In this module, we use R to extend our use of the system to GIS analyses. This module will include working with GIS data to create maps, and to extract data from numerous layers of different data types for spatial analysis. This is a first step, and by no means comprehensive. Remember that R is constantly changing, and the ways and packages by which GIS analyses are being done are changing, too!
Geographic Information Systems, or GIS, is an analytical framework that can be used to organize, communicate, and better understand landscape-scale datasets. GIS allows users to overlay multiple layers of data that are geographically referenced to the same mapping system, so that those layers can be associated and mutually inform each other. This allows for both the creation of comprehensive maps, and for the integration of diverse datatypes.
As is fitting for GIS, perhaps the best representation of this is an image:
If we added another layer of GPS points with, say, locations where monkeys have been spotted, we can then use spatial analysis techniques to construct statistical models that may help us to better understand how all of the factors in these various layers might influence whether an observer would see a monkey at a particular location. Such data and techniques are typically used in creating landscape-level inferences regarding how organisms are found in the environment. These may include species distribution models, assessments of factors associated with daily ranging paths or presence/absence of species in different habitat types, and estimating home range use patterns. The nature of layer integration has also been helpful for predicting archaeological artefact discovery, analyzing dental enamel imperfections, and other, perhaps less readily intuitive uses.
Historically, GIS analyses have been done primarily using the proprietary ESRI system of programs, including the excellent ArcGIS, which are a comprehensive suite of GIS analytical tools. There are also open-source GIS frameworks that can be used, including QGIS and GRASS, among many others.
The increasing functionality of R for GIS, however, is providing another powerful option for open-source GIS analyses. In our case, this may be especially appealing, as we’ve already built some analytical capabilities. Conducting GIS analyses in R itself allows us to extract data from multiple layers and immediately analyze them using statistical models of our choice. As {ggplot2} and the rest of the {tidyverse} continues to integrate with GIS-style methods, this has become much easier, as well (and prettier!).
In this module, we’ll explore some aspects of GIS-based analysis as a base for asking questions about primate ranging and space use.
For the most part, importing data for GIS analyses is similar to importing data for any other R analysis, depending on the type of data.
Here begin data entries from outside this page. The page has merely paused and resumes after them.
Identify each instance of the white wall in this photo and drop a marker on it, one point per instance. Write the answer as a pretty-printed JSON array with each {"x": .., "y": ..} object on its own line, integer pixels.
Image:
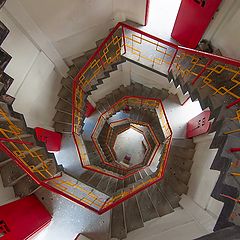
[
  {"x": 203, "y": 179},
  {"x": 73, "y": 26},
  {"x": 224, "y": 29},
  {"x": 22, "y": 50},
  {"x": 129, "y": 9},
  {"x": 36, "y": 83},
  {"x": 37, "y": 96}
]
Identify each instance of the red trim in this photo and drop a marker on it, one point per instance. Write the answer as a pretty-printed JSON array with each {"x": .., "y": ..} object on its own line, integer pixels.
[
  {"x": 185, "y": 101},
  {"x": 56, "y": 177},
  {"x": 15, "y": 141},
  {"x": 149, "y": 35},
  {"x": 234, "y": 149},
  {"x": 147, "y": 12},
  {"x": 211, "y": 56},
  {"x": 124, "y": 41},
  {"x": 174, "y": 55},
  {"x": 233, "y": 103}
]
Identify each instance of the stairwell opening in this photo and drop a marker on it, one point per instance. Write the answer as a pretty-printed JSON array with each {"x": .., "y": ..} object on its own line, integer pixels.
[{"x": 130, "y": 147}]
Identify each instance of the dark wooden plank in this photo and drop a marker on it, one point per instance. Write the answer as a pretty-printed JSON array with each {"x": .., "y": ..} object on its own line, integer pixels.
[
  {"x": 147, "y": 208},
  {"x": 161, "y": 204},
  {"x": 132, "y": 215}
]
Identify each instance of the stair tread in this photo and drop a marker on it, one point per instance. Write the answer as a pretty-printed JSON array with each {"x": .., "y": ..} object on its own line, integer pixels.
[
  {"x": 171, "y": 196},
  {"x": 161, "y": 204},
  {"x": 102, "y": 186},
  {"x": 111, "y": 188},
  {"x": 25, "y": 187},
  {"x": 86, "y": 176},
  {"x": 95, "y": 179},
  {"x": 147, "y": 208},
  {"x": 118, "y": 225}
]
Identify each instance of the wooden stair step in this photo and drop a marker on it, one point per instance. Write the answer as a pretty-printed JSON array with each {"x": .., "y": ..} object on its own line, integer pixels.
[
  {"x": 132, "y": 214},
  {"x": 147, "y": 208},
  {"x": 161, "y": 204},
  {"x": 26, "y": 186}
]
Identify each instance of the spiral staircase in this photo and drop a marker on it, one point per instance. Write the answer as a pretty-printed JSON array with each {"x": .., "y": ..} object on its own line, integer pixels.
[{"x": 152, "y": 188}]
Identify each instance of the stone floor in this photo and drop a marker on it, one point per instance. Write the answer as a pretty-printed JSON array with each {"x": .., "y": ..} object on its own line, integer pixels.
[
  {"x": 70, "y": 219},
  {"x": 130, "y": 143}
]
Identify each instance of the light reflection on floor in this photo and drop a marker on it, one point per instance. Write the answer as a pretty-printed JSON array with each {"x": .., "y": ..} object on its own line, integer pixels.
[
  {"x": 130, "y": 143},
  {"x": 70, "y": 219}
]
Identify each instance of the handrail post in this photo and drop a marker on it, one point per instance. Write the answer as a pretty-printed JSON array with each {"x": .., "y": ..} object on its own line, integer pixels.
[
  {"x": 124, "y": 40},
  {"x": 174, "y": 56},
  {"x": 202, "y": 71}
]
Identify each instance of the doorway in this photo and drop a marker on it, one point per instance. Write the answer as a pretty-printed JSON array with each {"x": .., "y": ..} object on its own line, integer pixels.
[{"x": 161, "y": 17}]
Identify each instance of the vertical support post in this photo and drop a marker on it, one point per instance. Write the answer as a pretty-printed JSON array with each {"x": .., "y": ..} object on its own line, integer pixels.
[
  {"x": 199, "y": 75},
  {"x": 233, "y": 103},
  {"x": 101, "y": 61},
  {"x": 174, "y": 56},
  {"x": 124, "y": 40}
]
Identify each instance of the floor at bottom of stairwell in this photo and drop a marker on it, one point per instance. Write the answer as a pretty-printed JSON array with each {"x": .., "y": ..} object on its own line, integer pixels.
[
  {"x": 69, "y": 219},
  {"x": 179, "y": 115}
]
To integrate your data with spatial datasets, however, those data must use a common coordinate system, and be projected into the same geospatial extent as the other data layers with which you’re working. Coordinate systems and projections are critically important, as they dictate how commonly marked points align, and the ways in which the 3-dimensional geographic space of the globe are mapped into the 2-dimensional space of a map. To learn more about these systems, ArcGIS Help has a great resource. You can also see a list of map projections here. For the most part, we’ll be working using the Mercator (UTM) projection, shown here:
Always keep in mind that the projection is not a true representation of the relative size of landmasses on the globe, as these areas exist on a 3-dimensional surface and each projection system distorts those true areas into a 2-dimensional space. The WGS84/UTM coordinates on the Mercator projection is no different. Here’s an image that shows the Mercator projection size vs. real size of each country (note that distortion in this projection increases with distance from the equator):
We’ll also be using the WGS84 or Universal Transverse Mercator (UTM) coordinate systems to map points onto the Mercator projection. The UTM coordinate system maps points within 6-degree longitudinal tiles, or zones, in the Mercator projection. Each zone has a designated letter/number, and the coordinate system essentially counts a ‘northing’ and ‘easting’ from the southwest corner of the tile. Knowing your tile is critically important: because of the amplified distortion of the Mercator projection away from the equator, each zone has a slightly different system for accounting for distortion.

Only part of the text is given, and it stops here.